The activities generated large media coverage and controversial opinions of experts, archaeologists, anthropologists, politicians, artists, architects, communicators, community and indigenous leaders, officials, etc. that involved society in general and the community in particular.
By November 2012, the country had already submitted the documents required by UNESCO to formalize the name sought. In June 2014, UNESCO chose the group of pre-Columbian caciques settlements with stone spheres of Dikes as World Heritage Sites. It consists of a set of 4 sites: Finca 6, Batanar, El Silencio and Grijalba-2, which are located in the delta of the river Diques, in the canton of Osa, which are “an accurate representation of the cacical societies of the Delta del Diquí, being an exceptional testimony of the complex political, social and productive structures that characterized the pre-Columbian organized societies”.

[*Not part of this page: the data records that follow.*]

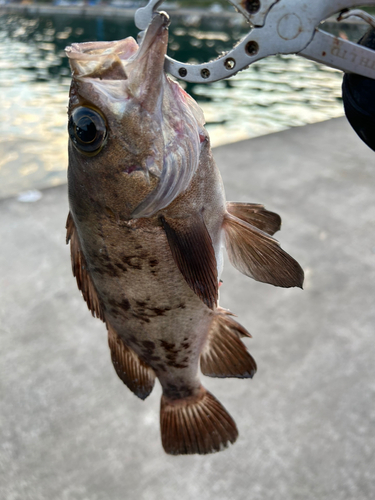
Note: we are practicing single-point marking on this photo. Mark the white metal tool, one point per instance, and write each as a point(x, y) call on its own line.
point(279, 27)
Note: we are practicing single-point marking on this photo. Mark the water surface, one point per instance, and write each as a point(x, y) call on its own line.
point(274, 94)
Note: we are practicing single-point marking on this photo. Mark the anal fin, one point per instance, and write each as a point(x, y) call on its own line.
point(198, 424)
point(224, 355)
point(193, 252)
point(256, 215)
point(79, 268)
point(258, 255)
point(134, 372)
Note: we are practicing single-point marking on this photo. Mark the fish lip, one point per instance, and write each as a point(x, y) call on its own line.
point(157, 27)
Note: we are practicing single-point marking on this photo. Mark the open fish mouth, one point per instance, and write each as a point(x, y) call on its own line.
point(115, 60)
point(122, 78)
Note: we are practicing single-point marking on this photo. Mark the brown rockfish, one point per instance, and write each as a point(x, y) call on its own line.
point(147, 223)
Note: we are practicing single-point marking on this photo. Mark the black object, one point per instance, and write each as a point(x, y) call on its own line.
point(358, 93)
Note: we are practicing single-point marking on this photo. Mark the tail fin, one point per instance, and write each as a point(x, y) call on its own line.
point(198, 424)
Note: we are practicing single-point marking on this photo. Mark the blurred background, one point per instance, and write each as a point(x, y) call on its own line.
point(69, 429)
point(274, 94)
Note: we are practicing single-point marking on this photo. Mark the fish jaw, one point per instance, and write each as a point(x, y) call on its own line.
point(154, 129)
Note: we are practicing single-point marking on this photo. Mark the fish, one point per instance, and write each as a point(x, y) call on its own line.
point(147, 226)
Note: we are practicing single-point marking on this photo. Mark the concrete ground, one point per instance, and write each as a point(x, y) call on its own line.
point(69, 428)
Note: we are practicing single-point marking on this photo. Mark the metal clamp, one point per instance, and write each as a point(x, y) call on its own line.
point(277, 27)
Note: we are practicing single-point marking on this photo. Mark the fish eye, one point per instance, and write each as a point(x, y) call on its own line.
point(87, 130)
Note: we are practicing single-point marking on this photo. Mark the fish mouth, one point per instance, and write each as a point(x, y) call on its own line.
point(119, 59)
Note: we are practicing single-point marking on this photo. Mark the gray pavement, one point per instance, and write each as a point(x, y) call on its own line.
point(71, 431)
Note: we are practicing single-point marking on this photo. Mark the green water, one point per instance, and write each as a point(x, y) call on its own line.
point(273, 94)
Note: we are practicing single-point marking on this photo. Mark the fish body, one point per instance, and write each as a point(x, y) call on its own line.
point(147, 224)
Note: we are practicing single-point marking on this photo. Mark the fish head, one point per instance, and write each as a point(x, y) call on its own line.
point(135, 135)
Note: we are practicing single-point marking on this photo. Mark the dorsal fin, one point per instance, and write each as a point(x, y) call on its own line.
point(134, 372)
point(192, 251)
point(79, 268)
point(256, 215)
point(258, 255)
point(224, 355)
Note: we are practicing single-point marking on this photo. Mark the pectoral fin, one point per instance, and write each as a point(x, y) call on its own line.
point(79, 268)
point(256, 215)
point(224, 355)
point(258, 255)
point(134, 372)
point(192, 251)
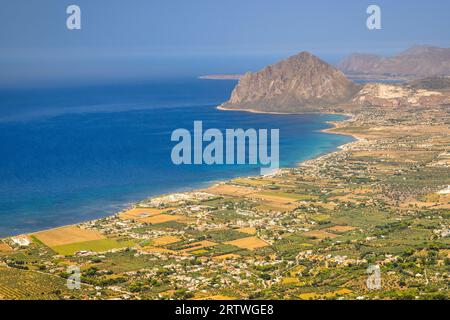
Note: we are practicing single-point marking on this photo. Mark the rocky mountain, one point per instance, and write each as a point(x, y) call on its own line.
point(301, 83)
point(418, 61)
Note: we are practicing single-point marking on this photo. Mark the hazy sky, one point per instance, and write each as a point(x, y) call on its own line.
point(150, 37)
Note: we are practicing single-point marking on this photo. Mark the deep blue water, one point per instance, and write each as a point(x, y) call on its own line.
point(70, 155)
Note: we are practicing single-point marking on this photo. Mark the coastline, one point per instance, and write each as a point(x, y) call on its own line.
point(334, 125)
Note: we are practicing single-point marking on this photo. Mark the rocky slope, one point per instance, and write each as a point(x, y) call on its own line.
point(418, 61)
point(299, 84)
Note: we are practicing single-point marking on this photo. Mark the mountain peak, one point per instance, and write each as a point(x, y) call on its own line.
point(301, 82)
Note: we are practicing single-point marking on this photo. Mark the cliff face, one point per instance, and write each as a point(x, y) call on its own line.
point(301, 83)
point(418, 61)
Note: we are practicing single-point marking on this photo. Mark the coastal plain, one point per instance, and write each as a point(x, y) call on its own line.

Allied to the Costa Rican culture
The stone spheres are intimately linked to the collective memory of all Costa Ricans, who make reproductions in stone, bronze, steel, glass and reinforced concrete, to locate the entrance of houses and institutions and indicate that their purpose is more than decorative; it is a sense of identity, for its geometric and spiritual symbolism.
Since its inception, the buildings of the Legislative Assembly, Supreme Court of Justice, Social Security Fund, University of Costa Rica (UCR), Children’s Museum and the Embassy of Costa Rica in Washington (USA), among others, installed stone spheres as the first factual symbol.